= Peter Griesbacher =

German composer (1864–1933)

Peter Griesbacher (25 March 1864 – 28 January 1933) was a German classical composer, organist, and bell expert.

== Life ==

Griesbacher was born in Egglham. He studied in Passau and was ordained a priest in 1886. From 1894 to 1895, he was music prefect at the Studienseminar (study seminary) St. Emmeram in Regensburg. Due to his reputation as a church composer, he was appointed in 1911 a lecturer at the Kirchenmusikschule Regensburg (School of Church Music) of Regensburg, where he taught counterpoint, musical form, and stylistics. Around the same time, he was appointed Vicar and then canon at the Collegiate St. Johann in Regensburg. In 1930, the chapter elected him dean.
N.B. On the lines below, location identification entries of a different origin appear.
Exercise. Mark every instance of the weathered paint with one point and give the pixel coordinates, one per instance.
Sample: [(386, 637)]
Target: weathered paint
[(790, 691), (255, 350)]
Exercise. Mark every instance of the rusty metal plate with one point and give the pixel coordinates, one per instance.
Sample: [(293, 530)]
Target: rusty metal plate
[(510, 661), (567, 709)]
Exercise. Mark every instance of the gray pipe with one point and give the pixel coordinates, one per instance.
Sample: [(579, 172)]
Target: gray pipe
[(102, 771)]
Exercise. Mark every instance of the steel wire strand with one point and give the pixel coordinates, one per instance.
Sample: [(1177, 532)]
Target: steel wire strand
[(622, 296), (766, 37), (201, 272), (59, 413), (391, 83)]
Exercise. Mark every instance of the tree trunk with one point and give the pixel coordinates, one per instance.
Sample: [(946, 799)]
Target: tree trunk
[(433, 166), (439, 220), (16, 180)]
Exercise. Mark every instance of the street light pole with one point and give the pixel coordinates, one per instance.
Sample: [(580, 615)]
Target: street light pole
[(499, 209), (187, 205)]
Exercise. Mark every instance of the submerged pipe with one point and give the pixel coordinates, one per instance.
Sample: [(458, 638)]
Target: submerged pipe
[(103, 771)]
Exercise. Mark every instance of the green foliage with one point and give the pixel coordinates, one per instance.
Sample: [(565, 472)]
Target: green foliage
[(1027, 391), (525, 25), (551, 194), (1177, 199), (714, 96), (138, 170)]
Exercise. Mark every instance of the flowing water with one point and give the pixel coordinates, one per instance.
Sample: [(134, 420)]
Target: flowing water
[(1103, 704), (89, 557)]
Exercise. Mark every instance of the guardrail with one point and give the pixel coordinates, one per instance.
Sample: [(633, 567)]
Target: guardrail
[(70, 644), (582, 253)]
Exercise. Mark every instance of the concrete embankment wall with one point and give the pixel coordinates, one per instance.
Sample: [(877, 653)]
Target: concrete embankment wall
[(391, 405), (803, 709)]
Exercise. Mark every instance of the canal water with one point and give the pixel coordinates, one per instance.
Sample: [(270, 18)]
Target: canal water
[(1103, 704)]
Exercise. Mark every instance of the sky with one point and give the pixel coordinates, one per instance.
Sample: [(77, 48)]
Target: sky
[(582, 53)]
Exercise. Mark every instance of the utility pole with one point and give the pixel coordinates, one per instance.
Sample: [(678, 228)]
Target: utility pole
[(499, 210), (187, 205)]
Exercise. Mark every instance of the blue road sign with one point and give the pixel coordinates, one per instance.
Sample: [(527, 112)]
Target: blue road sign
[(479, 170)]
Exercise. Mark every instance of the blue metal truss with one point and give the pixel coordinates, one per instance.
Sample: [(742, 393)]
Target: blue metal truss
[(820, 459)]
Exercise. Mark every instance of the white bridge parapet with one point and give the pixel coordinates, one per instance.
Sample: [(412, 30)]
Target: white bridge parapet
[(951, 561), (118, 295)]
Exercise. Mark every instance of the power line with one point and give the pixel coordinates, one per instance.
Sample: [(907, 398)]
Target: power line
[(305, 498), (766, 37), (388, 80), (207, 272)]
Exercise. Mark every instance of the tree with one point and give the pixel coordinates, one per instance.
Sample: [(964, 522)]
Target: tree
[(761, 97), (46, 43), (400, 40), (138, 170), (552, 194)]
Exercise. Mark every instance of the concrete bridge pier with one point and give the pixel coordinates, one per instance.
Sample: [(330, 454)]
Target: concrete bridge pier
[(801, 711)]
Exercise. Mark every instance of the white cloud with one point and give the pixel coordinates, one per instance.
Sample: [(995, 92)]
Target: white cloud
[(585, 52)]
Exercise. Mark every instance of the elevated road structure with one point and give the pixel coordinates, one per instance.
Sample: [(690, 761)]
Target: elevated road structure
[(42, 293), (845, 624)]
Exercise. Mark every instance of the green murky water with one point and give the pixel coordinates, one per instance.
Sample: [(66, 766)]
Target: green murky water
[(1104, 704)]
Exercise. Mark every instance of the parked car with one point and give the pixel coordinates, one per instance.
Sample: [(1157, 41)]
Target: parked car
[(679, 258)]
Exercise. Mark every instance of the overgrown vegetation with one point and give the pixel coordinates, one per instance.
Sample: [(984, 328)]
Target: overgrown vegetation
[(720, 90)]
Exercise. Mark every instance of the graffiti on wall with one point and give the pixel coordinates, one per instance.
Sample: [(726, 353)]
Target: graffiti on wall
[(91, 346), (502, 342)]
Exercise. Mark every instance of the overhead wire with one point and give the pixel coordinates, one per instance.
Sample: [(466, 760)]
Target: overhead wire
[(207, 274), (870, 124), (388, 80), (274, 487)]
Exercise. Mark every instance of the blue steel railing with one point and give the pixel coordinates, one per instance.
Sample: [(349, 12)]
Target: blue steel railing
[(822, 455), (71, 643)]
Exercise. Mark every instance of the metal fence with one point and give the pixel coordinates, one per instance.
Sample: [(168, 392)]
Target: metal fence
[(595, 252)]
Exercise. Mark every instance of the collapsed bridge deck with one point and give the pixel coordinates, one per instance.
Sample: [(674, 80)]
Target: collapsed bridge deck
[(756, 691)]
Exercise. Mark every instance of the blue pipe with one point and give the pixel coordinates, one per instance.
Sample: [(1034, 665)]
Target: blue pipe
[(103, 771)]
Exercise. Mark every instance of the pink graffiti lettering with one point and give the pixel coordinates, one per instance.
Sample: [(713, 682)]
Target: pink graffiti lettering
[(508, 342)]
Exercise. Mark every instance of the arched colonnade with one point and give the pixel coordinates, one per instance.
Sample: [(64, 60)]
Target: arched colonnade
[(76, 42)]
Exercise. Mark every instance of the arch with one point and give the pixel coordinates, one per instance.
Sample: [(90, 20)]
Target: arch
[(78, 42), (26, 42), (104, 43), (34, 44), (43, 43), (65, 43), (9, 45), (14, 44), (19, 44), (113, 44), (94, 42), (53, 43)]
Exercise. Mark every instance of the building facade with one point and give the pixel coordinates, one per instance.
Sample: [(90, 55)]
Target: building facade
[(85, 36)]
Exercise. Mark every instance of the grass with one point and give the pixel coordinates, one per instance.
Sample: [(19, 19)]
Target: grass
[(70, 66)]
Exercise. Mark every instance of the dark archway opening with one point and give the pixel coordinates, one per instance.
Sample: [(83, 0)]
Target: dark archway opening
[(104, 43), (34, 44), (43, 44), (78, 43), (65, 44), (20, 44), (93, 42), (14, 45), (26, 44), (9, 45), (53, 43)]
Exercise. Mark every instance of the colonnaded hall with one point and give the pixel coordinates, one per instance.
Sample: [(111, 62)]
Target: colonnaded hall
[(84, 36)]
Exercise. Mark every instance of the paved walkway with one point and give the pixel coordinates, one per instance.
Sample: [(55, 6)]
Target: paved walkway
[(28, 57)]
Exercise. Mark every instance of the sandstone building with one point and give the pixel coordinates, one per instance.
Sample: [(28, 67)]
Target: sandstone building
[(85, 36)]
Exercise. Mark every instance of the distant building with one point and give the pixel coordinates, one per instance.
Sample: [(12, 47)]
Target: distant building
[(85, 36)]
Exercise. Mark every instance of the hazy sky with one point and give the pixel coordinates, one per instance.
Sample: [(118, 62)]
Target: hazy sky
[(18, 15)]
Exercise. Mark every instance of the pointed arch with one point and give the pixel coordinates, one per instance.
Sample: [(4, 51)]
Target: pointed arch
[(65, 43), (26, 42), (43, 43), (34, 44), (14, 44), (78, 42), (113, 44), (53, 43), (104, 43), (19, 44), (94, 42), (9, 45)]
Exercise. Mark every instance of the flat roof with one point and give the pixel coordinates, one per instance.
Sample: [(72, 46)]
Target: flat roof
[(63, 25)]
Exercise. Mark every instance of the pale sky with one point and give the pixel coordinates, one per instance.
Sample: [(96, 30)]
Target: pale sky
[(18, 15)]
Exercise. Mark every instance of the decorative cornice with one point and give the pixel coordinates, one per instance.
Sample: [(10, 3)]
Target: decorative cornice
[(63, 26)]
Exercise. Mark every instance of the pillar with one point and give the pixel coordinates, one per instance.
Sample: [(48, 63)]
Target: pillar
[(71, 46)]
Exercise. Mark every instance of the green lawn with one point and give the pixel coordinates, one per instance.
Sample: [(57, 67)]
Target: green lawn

He was temporarily director, until Carl Thiel succeeded Karl Weinberger. He died in Regensburg of gastrointestinal cancer.

== Work ==

Griesbacher composed predominantly Catholic church music. Based on the a cappella of the Cecilian Movement, he wrote works accompanied by the organ. When the orchestra was added, he did not do the instrumentation himself. He tried to combine the strict Cecilian style with late romantic harmonies. His later works are characterised by a rather complex musical language. Griesbacher played a role in the transition of Catholic church music from the 19th to the 20th century. He created about 250 works, including 49 masses.